Incontinence is the major features that in such conditions.

  • Chandraprabha Vati
  • Ashvagandharishta

In dissynergia per rectal examination is also a very useful method for checking variation in the grip. In normal conditions when we put the finger in, we can feel the anal grip is more whereas the rectal grip will be lesser.

In type 1 dyssynergia you can feel that the grip of anal as well as rectum more frequently or faster grip can be seen whereas in type 4 grip is being lesser.

Incidence of dis synergia

Type 1- more common > 50%

Type 2 – neurological condition

(For more details refer,Effect of biofeedback therapy on anorectal physiological parameters among patients with fecal evacuation disorderAbhai Verma1&Asha Misra1&Uday C Ghoshndian J GastroenterolDOI 10.1007/s12664-017-0731-y)

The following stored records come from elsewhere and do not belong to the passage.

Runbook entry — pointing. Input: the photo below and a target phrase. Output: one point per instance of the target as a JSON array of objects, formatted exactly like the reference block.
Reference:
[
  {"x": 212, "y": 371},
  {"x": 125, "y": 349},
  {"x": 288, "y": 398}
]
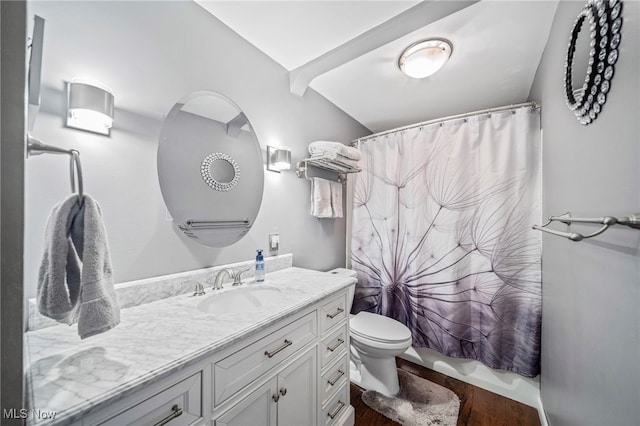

Overflow diarrhoea –   Often seen in patients with chronic constipation hence fecoliths are common. Therefore patient would not be able to pass stools but some components of liquid passes. Fecoliths can be palpated by per rectal examination and require manual removal. Sometimes mass in rectum can be identified.

  1. Only fluids are expelled.
  2. It most often has the colour of faeces.
  3. It is not accompanied by abdominal pain.
  4. It is often difficult for the patient to reach the toilet before it is expelled.
  5. If a gloved finger is put down into the fluid it will feel threadlike due to mucus in the stool.